Verwaist in Dortmund
Noch ist unklar, wann die Bewohner in das Dortmunder Hannibal-Hochhaus zurück dürfen
Bewohner dürfen nicht ins Hannibal-Haus zurück
Vor drei Wochen wurde in Dortmund ein Hochhaus mit 800 Bewohnern aus Brandschutzgründen geräumt. Bei den Menschen aus dem Haus liegen inzwischen die Nerven blank. Damals, am 21. September, musste es plötzlich schnell gehen. Nach einer Begutachtung entschieden Stadtverwaltung und Feuerwehr, dass der Hochhauskomplex Hannibal in Dortmund geräumt werden muss – aus Brandschutzgründen. Die Trennung zwischen der hauseigenen Tiefgarage und dem Wohnhaus war zuvor entfernt worden – das war eine fahrlässige Baumaßnahme. Nach dem Brand im Londoner Grenfell Tower ist man auch in Deutschland aufmerksam geworden, was den Brandschutz betrifft.
Nach der Räumung konnten die Bewohner wenige Tage in einer Sporthalle übernachten. Mittlerweile sind einige von ihnen in neue Wohnungen gezogen, andere leben aber noch in Notunterkünften oder sind bei Verwandten und Freunden untergekommen. Bei vielen liegen aber die Nerven blank.
Etwa 70 Anwohner demonstrierten am Samstagmittag, unterstützt von der Linksjugend, in der Dortmunder Innenstadt. An einem offenen Mikrofon äußerten mehrere Bewohner ihren Unmut. Ein junger Mann, der seit seiner frühen Kindheit im Hannibal-Hochhaus lebt, schilderte, wie stressig der Alltag seit der Räumung für ihn geworden ist. Seine Schwester hat ihn aufgenommen, dauerhaft könne er dort aber nicht bleiben. Demnächst stehe bei ihm eine Klausurphase an, und das Lernen falle ihm derzeit schwer.
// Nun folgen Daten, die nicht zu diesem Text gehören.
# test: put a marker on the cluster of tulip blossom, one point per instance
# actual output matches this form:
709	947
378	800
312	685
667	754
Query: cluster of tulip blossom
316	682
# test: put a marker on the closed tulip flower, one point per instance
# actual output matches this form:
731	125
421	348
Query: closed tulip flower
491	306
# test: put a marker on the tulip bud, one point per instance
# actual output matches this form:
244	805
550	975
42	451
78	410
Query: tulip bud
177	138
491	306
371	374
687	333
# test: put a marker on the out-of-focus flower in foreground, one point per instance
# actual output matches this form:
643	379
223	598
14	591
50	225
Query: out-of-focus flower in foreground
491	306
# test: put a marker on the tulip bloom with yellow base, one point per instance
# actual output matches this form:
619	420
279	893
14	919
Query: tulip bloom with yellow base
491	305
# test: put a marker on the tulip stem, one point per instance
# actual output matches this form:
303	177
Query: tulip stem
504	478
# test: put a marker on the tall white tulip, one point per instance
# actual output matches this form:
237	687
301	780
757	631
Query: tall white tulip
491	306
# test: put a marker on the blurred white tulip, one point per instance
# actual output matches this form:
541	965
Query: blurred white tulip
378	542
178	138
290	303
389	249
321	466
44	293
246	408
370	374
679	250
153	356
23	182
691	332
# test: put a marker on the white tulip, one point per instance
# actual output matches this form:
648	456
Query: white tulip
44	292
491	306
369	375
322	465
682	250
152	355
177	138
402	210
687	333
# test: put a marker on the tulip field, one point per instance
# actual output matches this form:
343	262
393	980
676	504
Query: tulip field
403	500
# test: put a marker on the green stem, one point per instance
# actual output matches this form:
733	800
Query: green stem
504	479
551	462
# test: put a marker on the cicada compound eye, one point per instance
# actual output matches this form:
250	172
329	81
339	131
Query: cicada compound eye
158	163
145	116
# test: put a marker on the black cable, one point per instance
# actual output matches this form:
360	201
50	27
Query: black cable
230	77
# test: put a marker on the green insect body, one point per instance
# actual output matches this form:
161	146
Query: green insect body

Eine Frau beklagte sich, dass sie in Essen untergekommen sei und täglich zwei Stunden zur Arbeit nach Dortmund und zurückbrauche. Auch für die vielen Kinder im Haus sei die Situation schwierig. Ihnen fehle das gewohnte soziale Umfeld.
Die Demonstranten stellten drei Forderungen an die Stadt Dortmund: »1. Sofortige finanzielle Entschädigung für alle. Die Anwohner*innen können nicht alle Unkosten der letzten Wochen selber tragen und Quittungen sammeln in der Hoffnung die Stadt erstattet diese irgendwann. 2. Die Stadt soll sofort Wohnraum bereitstellen. Im Zweifelsfall muss sie Hotelzimmer buchen. 3. Das Hannibal II soll in öffentliches Eigentum überführt werden, damit die Stadt Dortmund sofort mit der Instandsetzung beginnen kann.«
Am Rathaus, dem Endpunkt der Demonstration, stellte der Leiter des Dortmunder Bauamtes, Ludger Wilde, sich den Fragen und der Kritik der Demonstranten. Wilde verwies auf bestehende Hilfen der Stadt, stellte aber auch klar, dass weder eine rasche Enteignung des Gebäude-Kom- plexes, noch die Rückkehr in die Wohnungen derzeit möglich sei. Er bekräftigte, dass in den Häusern unverändert Gefahr für Leib und Leben bestehe.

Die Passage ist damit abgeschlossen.